Correlation Between Grayscale Bitcoin and SPDR Bloomberg
Can any of the company-specific risk be diversified away by investing in both Grayscale Bitcoin and SPDR Bloomberg at the same time? Although using a correlation coefficient on its own may not help to predict future stock returns, this module helps to understand the diversifiable risk of combining Grayscale Bitcoin and SPDR Bloomberg into the same portfolio, which is an essential part of the fundamental portfolio management process.
By analyzing existing cross correlation between Grayscale Bitcoin Trust and SPDR Bloomberg International, you can compare the effects of market volatilities on Grayscale Bitcoin and SPDR Bloomberg and check how they will diversify away market risk if combined in the same portfolio for a given time horizon. You can also utilize pair trading strategies of matching a long position in Grayscale Bitcoin with a short position of SPDR Bloomberg. Check out your portfolio center. Please also check ongoing floating volatility patterns of Grayscale Bitcoin and SPDR Bloomberg.
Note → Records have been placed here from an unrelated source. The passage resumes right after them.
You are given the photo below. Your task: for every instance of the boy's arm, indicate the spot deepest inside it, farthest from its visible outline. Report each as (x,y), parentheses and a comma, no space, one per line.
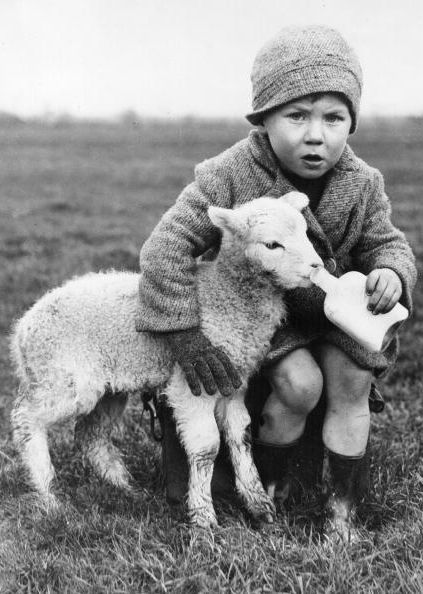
(167,288)
(382,245)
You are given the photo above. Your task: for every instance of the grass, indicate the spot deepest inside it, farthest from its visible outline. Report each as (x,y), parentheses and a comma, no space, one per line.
(79,197)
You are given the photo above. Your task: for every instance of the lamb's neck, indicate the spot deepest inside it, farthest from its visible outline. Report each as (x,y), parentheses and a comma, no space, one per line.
(241,307)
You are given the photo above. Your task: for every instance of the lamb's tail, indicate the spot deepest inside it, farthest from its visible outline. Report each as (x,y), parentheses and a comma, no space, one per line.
(18,352)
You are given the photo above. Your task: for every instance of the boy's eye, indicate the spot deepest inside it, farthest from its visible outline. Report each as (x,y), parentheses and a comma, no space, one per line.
(297,116)
(273,245)
(333,118)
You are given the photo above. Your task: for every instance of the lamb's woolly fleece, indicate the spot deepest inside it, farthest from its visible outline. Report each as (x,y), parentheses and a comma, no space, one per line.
(84,332)
(80,340)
Diversification Opportunities for Grayscale Bitcoin and SPDR Bloomberg
-0.85 | Correlation Coefficient |
Pay attention - limited upside
The 3 months correlation between Grayscale and SPDR is -0.85. Overlapping area represents the amount of risk that can be diversified away by holding Grayscale Bitcoin Trust and SPDR Bloomberg International in the same portfolio, assuming nothing else is changed. The correlation between historical prices or returns on SPDR Bloomberg Inter and Grayscale Bitcoin is a relative statistical measure of the degree to which these equity instruments tend to move together. The correlation coefficient measures the extent to which returns on Grayscale Bitcoin Trust are associated (or correlated) with SPDR Bloomberg. Values of the correlation coefficient range from -1 to +1, where. The correlation of zero (0) is possible when the price movement of SPDR Bloomberg Inter has no effect on the direction of Grayscale Bitcoin i.e., Grayscale Bitcoin and SPDR Bloomberg go up and down completely randomly.
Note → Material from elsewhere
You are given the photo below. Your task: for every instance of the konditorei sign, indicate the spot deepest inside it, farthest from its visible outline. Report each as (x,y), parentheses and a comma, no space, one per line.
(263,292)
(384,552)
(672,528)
Pair Corralation between Grayscale Bitcoin and SPDR Bloomberg
Given the investment horizon of 90 days Grayscale Bitcoin Trust is expected to generate 6.73 times more return on investment than SPDR Bloomberg. However, Grayscale Bitcoin is 6.73 times more volatile than SPDR Bloomberg International. It trades about 0.09 of its potential returns per unit of risk. SPDR Bloomberg International is currently generating about -0.18 per unit of risk. If you would invest 7,358 in Grayscale Bitcoin Trust on September 20, 2024 and sell it today you would earn a total of 418.00 from holding Grayscale Bitcoin Trust or generate 5.68% return on investment over 90 days.
Time Period | 3 Months [change] |
Direction | Moves Against |
Strength | Significant |
Accuracy | 100.0% |
Values | Daily Returns |
Grayscale Bitcoin Trust vs. SPDR Bloomberg International
Performance |
Timeline |
Grayscale Bitcoin Trust |
SPDR Bloomberg Inter |
Grayscale Bitcoin and SPDR Bloomberg Volatility Contrast
Predicted Return Density |
Returns |
Pair Trading with Grayscale Bitcoin and SPDR Bloomberg
The main advantage of trading using opposite Grayscale Bitcoin and SPDR Bloomberg positions is that it hedges away some unsystematic risk. Because of two separate transactions, even if Grayscale Bitcoin position performs unexpectedly, SPDR Bloomberg can make up some of the losses. Pair trading also minimizes risk from directional movements in the market. For example, if an entire industry or sector drops because of unexpected headlines, the short position in SPDR Bloomberg will offset losses from the drop in SPDR Bloomberg's long position.Grayscale Bitcoin vs. Grayscale Ethereum Trust | Grayscale Bitcoin vs. Riot Blockchain | Grayscale Bitcoin vs. Marathon Digital Holdings | Grayscale Bitcoin vs. Coinbase Global |
SPDR Bloomberg vs. SPDR Bloomberg Short | SPDR Bloomberg vs. Invesco International Corporate | SPDR Bloomberg vs. SPDR Bloomberg Emerging | SPDR Bloomberg vs. SPDR Nuveen Bloomberg |
Check out your portfolio center.Note that this page's information should be used as a complementary analysis to find the right mix of equity instruments to add to your existing portfolios or create a brand new portfolio. You can also try the Transaction History module to view history of all your transactions and understand their impact on performance.